As Babe Bennett (Arthur) in Mr. Deeds comes to Deeds’ defense in the climactic courtroom scene, Clarissa suggests Smith instigate a filibuster on the Senate floor to postpone the Taylor bill long enough to prove his innocence before that body can vote his dismissal. He speaks, non-stop, for twenty-four hours, recounting the Taylor machine’s corruption, reading from the Constitution and I Corinthians, all the while fighting for the ideals of freedom:
“You all think I’m licked,” he says toward the end. “Well, I’m not licked. And I’m gonna stay right here and fight for this lost cause. Even if this room gets filled with lies like these and the Taylors and all their armies come marching into this place. Somebody will listen to me.”
Surely, with the humor, the eventual hoarse voice and, later, the staggering fatigue and collapse, it’s one of James Stewart’s finest moments and clearly the core of his Oscar nomination. At one point, noticing members of the chamber have turned their backs to him, Smith whistles, and, startled, the senators turn to look at him. “That’s all right,” he says. “I just wanted to find out if you still had faces.”
While Smith speaks, Taylor calls forth the national, Taylor-controlled newspapers to slander Smith. Clarissa calls Smith’s hometown to have boys print papers defining the truth, and Taylor instructs his hoodlums to sabotage the boys, running them off the roads as they deliver the papers on their bicycles, killing some.
Finally, it’s too much for Paine, and after dashing from the chamber and attempting to shoot himself, he returns, declaring in a rage that he’s unfit to serve in the Congress, that Smith’s accusations are all true.
The spectators in the balconies erupt in cheers. The President of the Senate (Carey), who had encouraged Smith during his filibuster with friendly smiles of encouragement (Carey would receive a Best Supporting Actor nomination, as would Rains), tries to restore order, but, unsuccessful, he sits back and enjoys the mayhem. The little Senate page boy (Dick Jones) signals to Clarissa from the floor that Smith merely fainted, and she and friend “Diz” Moore (Mitchell) embrace each other.

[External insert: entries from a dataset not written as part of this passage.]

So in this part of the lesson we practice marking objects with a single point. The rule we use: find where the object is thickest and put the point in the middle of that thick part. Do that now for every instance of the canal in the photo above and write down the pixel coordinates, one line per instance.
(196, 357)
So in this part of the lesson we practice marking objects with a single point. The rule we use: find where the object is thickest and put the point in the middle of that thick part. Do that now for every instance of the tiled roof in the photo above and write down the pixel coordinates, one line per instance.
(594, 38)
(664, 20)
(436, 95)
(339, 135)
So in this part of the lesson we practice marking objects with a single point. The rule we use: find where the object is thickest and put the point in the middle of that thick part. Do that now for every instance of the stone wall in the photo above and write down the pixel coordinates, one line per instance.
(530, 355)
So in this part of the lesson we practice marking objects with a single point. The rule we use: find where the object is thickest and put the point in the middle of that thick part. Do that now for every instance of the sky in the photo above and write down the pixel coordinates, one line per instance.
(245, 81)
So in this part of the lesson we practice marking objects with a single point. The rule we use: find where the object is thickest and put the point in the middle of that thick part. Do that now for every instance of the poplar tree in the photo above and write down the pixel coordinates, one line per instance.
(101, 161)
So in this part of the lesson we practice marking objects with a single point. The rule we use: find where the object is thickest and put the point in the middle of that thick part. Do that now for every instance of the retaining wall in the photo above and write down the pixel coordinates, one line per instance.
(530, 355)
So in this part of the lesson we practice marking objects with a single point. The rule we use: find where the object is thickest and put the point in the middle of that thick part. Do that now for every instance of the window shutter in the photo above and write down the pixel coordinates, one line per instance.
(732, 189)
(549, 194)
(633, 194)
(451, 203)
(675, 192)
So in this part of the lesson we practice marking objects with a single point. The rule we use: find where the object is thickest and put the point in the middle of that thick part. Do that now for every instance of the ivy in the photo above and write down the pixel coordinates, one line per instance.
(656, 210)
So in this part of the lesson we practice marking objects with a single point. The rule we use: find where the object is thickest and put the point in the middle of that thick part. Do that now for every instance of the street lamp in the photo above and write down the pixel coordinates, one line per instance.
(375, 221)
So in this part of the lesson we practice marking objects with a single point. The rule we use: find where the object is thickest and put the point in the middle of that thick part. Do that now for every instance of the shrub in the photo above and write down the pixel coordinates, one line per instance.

While director Frank Capra had two of his favorite stars, Stewart and Arthur, and two other regulars, cinematographer Joseph Walker and composer Dimitri Tiomkin, the third, Robert Riskin, screenwriter for most of his best and most successful films, was replaced this time around by Sidney Buchman. It doesn’t seem to matter: Buchman assimilates the Capra style, understanding the director’s demanding script requirements. The film retains the Capra flair (that blend of drama/humor/pathos); presents, if perhaps in great gushes, the typical Capra message (political and now with the barbs); and reinforces that hope in humanity, that, in the worst of times, the best of human nature will triumph.
And, yes, sometimes it does, if more often in the movies than in real life.